Checkpointer

How to save and restart from checkpoints

ClimaCoupler supports saving and reading simulation checkpoints. This is useful to split a long simulation into smaller, more manageable chunks.

Checkpoints are a mix of HDF5 and JLD2 files and are typically saved in a checkpoints folder in the simulation output. See Utilities.setup_output_dirs for more information.

Known limitations
  • The number of MPI processes has to remain the same across checkpoints
  • Restart files are generally not portable across machines, julia versions, and package versions
  • Adding/changing new component models will probably require adding/changing code

Saving checkpoints

If you are running a model (such as AMIP), chances are that you can enable checkpointing just by setting a command-line argument; The checkpoint_dt option controls how frequently a checkpoint should be produced.

If your model does not come with this option already, you can checkpoint the simulation by adding a callback that calls the Checkpointer.checkpoint_sims function.

For example, to add a callback to checkpoint every hour of simulated time, assuming you have a start_date

import Dates

import ClimaCoupler: Checkpointer, TimeManager
import ClimaDiagnostics.Schedules: EveryCalendarDtSchedule

schedule = EveryCalendarDtSchedule(Dates.Hour(1); start_date)
checkpoint_callback = TimeManager.Callback(schedule_checkpoint, Checkpointer.checkpoint_sims)

# In the coupling loop:
TimeManager.maybe_trigger_callback(checkpoint_callback, coupled_simulation, time)

Reading checkpoints

There are two ways to restart a simulation from checkpoints. By default, ClimaCoupler tries finding suitable checkpoints and automatically use them. Alternatively, you can specify a directory restart_dir and a simulation time restart_t and restart from files saved in the given directory at the given time. If the model you are running supports writing checkpoints via command-line argument, it will probably also support reading them. In this case, the arguments restart_dir and restart_t identify the path of the top level directory containing all the checkpoint files and the simulated times in second.

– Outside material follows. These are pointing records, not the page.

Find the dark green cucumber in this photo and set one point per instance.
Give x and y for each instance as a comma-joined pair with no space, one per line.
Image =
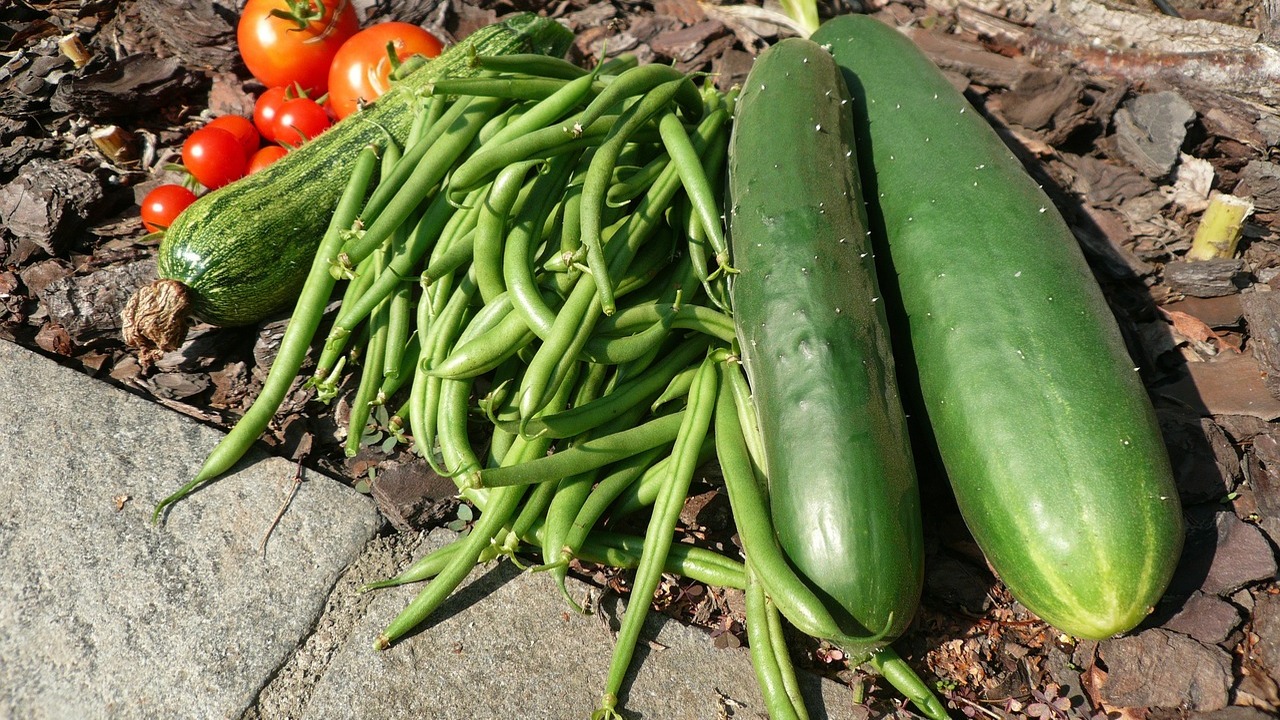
242,251
816,345
1038,413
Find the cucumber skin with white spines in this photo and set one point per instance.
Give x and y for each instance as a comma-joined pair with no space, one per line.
1038,413
243,250
816,345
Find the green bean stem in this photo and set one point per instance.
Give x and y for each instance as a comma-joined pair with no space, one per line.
894,669
426,174
661,531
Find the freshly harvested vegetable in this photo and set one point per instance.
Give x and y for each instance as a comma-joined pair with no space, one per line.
214,156
361,69
293,41
243,251
1038,413
163,204
814,341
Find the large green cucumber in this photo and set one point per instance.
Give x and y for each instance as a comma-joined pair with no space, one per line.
242,251
816,345
1040,417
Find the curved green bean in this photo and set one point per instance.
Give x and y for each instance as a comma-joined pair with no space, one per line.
296,341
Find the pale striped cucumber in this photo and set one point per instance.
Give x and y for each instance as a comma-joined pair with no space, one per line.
1040,415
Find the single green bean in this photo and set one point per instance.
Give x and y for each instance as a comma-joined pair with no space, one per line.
685,560
498,86
408,160
688,317
592,454
639,81
323,379
295,342
398,320
429,172
777,638
621,475
644,492
634,185
676,388
492,228
764,661
522,240
393,382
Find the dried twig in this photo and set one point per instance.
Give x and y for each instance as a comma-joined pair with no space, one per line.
284,505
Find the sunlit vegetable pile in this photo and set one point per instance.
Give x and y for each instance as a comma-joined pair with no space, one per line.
535,276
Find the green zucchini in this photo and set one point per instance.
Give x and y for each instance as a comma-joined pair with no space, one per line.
816,346
242,251
1040,417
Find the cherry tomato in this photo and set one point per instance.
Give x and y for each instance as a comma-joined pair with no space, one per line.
361,68
265,156
293,41
214,156
266,108
298,121
242,128
163,204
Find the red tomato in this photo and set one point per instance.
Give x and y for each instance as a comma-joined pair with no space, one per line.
361,68
298,121
163,204
242,128
265,109
265,156
298,46
214,156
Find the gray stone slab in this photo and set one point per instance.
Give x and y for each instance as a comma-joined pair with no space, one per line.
104,614
507,646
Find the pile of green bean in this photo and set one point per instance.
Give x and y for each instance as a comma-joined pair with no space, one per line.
536,281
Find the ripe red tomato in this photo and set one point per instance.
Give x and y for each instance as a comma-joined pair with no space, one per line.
265,156
298,121
266,108
214,156
298,46
361,68
242,128
163,204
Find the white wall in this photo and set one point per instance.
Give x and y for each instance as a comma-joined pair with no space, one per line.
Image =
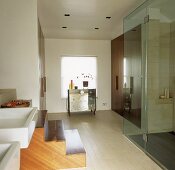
19,48
55,48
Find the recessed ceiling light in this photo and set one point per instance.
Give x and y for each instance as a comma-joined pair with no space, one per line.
66,15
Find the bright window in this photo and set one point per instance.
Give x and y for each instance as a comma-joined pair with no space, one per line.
78,69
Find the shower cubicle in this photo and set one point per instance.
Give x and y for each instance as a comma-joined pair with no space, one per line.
149,80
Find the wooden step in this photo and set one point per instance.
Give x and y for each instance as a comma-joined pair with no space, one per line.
41,155
53,130
73,142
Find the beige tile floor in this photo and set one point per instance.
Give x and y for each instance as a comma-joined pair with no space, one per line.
106,146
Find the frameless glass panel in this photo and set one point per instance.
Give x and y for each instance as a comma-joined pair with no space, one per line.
134,86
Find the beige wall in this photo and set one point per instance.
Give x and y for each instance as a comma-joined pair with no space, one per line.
172,68
19,48
55,48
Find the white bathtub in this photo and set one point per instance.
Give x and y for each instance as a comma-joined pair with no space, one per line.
10,156
18,124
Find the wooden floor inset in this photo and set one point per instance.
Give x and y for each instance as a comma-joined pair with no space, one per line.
41,155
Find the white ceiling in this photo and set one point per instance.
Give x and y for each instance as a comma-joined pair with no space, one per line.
85,15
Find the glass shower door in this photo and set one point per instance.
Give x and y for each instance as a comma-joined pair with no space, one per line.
134,76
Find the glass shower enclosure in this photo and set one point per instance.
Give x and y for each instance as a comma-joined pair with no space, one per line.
149,80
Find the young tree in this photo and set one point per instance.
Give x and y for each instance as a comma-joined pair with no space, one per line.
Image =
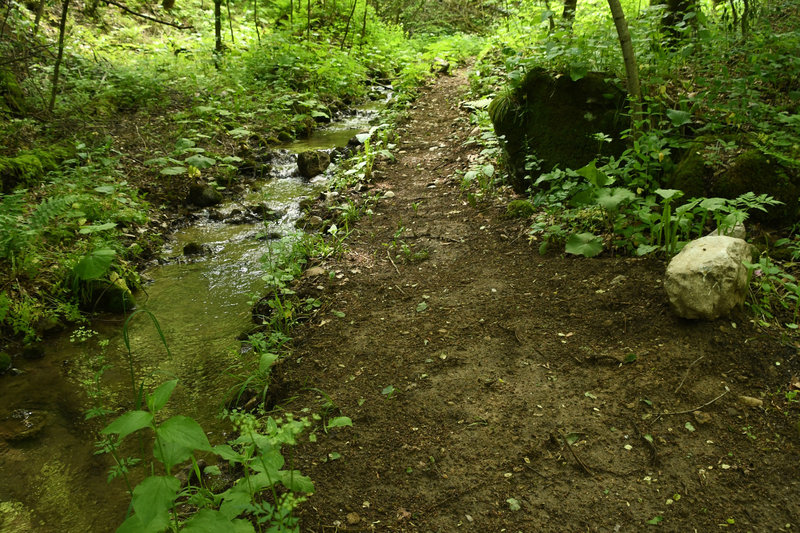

If the model does not support directly reading a checkpoint, the Checkpointer module provides a straightforward way to add this feature. Checkpointer.restart! takes a coupled simulation, a restart_dir, and a restart_t and overwrites the content of the coupled simulation with what is in the checkpoint.

Developer notes

In theory, the state of the component models should fully determine the state of the coupled simulation and one should be able to restart a coupled simulation just by using the states of the component models. Unfortunately, this is currently not the case in ClimaCoupler. The main reason for this is the complex interdependencies between component models and within ClimaAtmos which make the initialization step inconsistent. For example, in a coupled simulation, the surface albedo should be determined by the surface models and used by the atmospheric model for radiation transfer, but ClimaAtmos also tries to set the surface albedo (since it has to do so when run in standalone mode). In addition to this, ClimaAtmos has a large cache that has internal interdependencies that are hard to disentangle, and changing a field might require changing some other field in a different part of the cache. As a result, it is not easy for ClimaCoupler to consistently do initialization from a cold state. To conclude, restarting a simulation exclusively using the states of the component models is currently impossible.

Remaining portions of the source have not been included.